[webgpu] Use pushErrorScope()/popErrorScope() once for an inference run #23438

jchen10 · 2025-01-21T06:08:13Z

The CPU walltime of waiting for PopErrorScope is non-trivial, and also validation errors are not expected to happen in Release build.

Description

Motivation and Context

The CPU walltime of waiting for PopErrorScope is non-trivial, and also validation errors are not expected to happen in Release build.

jchen10 · 2025-01-21T06:26:02Z

The wait for PopErrorScope can take around 7% wall time per my profiling, which is not negligible. Meanwhile, no need to capture validation erros in release build according to WebGPU Error Handling best practices:

validation errors occur whenever invalid inputs were given to a WebGPU call. These are consistent, predictable, and should generally not be expected during normal operation of a well formed application. They will fail in the same way on every device your code runs on, so once you’ve fixed any errors that show up during development you probably don’t need to observe them directly most of the time. An exception to that rule is if you’re consuming user-supplied assets/shaders/etc, in which case watching for validation errors while loading may be helpful.

jchen10 · 2025-01-21T06:31:16Z

@guschmue @fs-eire PTAL

fs-eire · 2025-01-21T19:45:47Z

The document https://toji.dev/webgpu-best-practices/error-handling said it half correct for ONNX Runtime.

Because the shaders are generated dynamically and it is user input based (ONNX model is considered user input), it is impossible to have 100% test coverage for all possible shaders that may run. We can never expect the code is bug free no matter how carefully we write the code. So, validation errors will happen in ORT Release build.

As a library, we want to try our best to avoid unexpected crash/abort. It is OK that a validation error causing unexpected inferencing failure, but we want to avoid crash/abort or a stale state.

My concern of this change is: Will this change cause higher possibility of potential crash (abort), or a stale state (ie. any inferencing after this failure will all fail)?

jchen10 · 2025-01-22T01:53:30Z

The document https://toji.dev/webgpu-best-practices/error-handling said it half correct for ONNX Runtime.

Because the shaders are generated dynamically and it is user input based (ONNX model is considered user input), it is impossible to have 100% test coverage for all possible shaders that may run.
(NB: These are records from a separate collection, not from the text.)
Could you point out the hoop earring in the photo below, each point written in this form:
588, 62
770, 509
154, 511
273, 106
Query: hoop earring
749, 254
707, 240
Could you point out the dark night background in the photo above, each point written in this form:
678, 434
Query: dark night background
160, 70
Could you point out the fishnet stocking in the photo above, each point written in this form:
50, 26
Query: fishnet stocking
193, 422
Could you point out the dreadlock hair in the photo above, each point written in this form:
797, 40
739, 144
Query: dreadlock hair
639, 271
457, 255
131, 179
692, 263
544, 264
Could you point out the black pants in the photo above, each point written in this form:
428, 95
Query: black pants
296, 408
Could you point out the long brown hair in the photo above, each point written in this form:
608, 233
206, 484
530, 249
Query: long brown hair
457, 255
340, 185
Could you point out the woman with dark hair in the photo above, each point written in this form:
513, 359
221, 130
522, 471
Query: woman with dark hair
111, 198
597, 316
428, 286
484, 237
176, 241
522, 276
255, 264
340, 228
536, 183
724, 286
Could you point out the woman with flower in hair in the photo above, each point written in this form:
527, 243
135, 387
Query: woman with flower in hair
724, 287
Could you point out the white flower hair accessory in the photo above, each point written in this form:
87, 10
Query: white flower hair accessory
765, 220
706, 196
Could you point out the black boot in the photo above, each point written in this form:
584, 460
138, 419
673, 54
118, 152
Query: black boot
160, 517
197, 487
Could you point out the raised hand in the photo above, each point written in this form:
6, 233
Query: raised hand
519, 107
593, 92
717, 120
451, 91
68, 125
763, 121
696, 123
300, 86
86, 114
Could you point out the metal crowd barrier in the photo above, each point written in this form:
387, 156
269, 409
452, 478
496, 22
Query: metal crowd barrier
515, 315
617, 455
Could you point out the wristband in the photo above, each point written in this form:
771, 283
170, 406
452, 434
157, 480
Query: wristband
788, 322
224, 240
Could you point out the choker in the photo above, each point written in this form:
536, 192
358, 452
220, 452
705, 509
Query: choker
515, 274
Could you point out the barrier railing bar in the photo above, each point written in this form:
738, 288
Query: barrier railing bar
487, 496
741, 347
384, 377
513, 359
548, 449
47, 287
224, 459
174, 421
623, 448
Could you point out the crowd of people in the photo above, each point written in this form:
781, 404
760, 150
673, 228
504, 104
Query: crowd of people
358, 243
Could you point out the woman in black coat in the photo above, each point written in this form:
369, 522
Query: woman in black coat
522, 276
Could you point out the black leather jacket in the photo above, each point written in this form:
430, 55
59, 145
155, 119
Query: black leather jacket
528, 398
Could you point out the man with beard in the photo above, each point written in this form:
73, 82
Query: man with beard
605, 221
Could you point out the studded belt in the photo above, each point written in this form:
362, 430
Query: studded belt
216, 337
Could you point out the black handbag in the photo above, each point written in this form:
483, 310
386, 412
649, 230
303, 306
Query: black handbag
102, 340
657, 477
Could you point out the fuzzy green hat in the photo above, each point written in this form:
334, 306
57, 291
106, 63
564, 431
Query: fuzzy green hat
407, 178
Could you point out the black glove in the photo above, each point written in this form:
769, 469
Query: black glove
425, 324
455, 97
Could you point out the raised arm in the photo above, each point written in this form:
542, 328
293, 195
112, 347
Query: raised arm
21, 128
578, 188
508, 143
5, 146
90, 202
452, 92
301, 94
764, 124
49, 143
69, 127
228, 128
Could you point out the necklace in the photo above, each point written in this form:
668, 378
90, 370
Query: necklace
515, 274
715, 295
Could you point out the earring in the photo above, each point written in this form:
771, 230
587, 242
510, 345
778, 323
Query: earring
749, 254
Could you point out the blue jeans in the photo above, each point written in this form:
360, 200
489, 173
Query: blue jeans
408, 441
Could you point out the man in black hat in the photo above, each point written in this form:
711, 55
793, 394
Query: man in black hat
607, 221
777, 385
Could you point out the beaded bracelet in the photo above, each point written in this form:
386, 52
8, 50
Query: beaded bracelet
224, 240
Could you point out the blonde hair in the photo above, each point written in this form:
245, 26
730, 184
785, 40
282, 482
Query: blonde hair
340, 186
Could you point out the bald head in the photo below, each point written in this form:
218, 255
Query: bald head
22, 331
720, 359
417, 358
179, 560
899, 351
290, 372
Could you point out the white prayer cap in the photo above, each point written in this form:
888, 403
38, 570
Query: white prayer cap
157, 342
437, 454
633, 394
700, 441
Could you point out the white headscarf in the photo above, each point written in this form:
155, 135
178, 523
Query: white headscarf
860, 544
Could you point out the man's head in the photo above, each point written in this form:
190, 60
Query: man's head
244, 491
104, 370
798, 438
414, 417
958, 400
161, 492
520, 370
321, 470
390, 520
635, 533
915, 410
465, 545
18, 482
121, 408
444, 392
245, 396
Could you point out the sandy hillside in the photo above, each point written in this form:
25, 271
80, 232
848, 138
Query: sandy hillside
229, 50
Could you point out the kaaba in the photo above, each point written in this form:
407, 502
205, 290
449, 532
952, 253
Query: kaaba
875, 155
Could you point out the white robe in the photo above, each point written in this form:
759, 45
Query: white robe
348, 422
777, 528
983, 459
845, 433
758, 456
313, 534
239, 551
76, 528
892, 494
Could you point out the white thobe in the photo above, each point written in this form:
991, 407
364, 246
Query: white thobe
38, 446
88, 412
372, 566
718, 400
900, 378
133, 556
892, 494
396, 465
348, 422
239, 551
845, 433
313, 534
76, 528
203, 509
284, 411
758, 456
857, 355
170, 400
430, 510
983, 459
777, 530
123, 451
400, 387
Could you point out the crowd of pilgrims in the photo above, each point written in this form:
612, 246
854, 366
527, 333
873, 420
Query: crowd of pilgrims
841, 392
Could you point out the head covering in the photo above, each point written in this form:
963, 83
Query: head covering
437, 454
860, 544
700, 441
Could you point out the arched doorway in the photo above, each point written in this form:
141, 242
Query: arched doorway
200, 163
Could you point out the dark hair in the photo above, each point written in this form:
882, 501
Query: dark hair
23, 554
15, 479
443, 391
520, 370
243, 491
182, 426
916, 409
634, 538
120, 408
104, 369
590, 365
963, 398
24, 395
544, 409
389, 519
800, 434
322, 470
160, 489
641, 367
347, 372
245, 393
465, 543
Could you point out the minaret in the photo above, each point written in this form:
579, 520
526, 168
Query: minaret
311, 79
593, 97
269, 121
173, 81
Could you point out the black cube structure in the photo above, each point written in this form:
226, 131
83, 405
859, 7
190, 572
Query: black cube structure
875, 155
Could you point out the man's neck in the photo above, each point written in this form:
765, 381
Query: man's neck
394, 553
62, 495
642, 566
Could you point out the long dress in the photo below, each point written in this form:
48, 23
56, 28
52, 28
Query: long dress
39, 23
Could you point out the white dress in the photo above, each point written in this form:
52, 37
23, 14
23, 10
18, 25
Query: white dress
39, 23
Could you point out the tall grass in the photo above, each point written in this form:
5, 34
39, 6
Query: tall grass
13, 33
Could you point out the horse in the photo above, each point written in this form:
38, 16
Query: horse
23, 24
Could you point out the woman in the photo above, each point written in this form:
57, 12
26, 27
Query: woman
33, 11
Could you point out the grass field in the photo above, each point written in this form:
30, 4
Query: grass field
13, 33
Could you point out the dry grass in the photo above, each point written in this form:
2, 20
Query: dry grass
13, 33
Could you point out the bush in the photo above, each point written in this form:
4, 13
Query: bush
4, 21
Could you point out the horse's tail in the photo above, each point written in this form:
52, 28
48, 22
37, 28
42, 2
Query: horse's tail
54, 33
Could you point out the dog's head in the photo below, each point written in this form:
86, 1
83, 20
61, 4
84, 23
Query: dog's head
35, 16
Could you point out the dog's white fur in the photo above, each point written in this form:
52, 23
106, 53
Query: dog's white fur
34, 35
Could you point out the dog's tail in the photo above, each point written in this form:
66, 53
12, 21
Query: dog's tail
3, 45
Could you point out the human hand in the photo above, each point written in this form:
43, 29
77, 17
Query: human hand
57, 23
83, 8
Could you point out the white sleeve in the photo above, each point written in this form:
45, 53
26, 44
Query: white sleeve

We can never expect the code is bug free no matter how carefully we write the code. So, validation errors will happen in ORT Release build.

As a library, we want to try our best to avoid unexpected crash/abort. It is OK that a validation error causing unexpected inferencing failure, but we want to avoid crash/abort or a stale state.

My concern of this change is: Will this change cause higher possibility of potential crash (abort), or a stale state (ie. any inferencing after this failure will all fail)?

Dawn/WebGPU was designed for Web where security is always a critical consideration. It would be a disaster if a malicious input from clients could easily cause a crash. So I am not too worried about that.

For the concern of stale state, as far as I can imagine, this change could make the validation error not to be raised to the framework immediately, so it keeps processing the next operators, which is unnecessary, as the result of inferencing is not supposed to correct. It's no harm than just a waste.

This is a trade off to be made. More validation brings more robustness, and meantime more overhead.

jchen10 · 2025-01-22T02:28:37Z

It's fine to revisit this later when we are confident enough and more concerned about the performance.

fs-eire · 2025-01-22T15:46:48Z

For the concern of stale state, as far as I can imagine, this change could make the validation error not to be raised to the framework immediately, so it keeps processing the next operators, which is unnecessary, as the result of inferencing is not supposed to correct. It's no harm than just a waste.

This makes sense. I think using pushErrorScope()/popErrorScope() once for an inference run is better idea - this should have much less perf impact and still avoid errors go into uncaptured handlers, also allows users to know whether the inference is success. What do you think?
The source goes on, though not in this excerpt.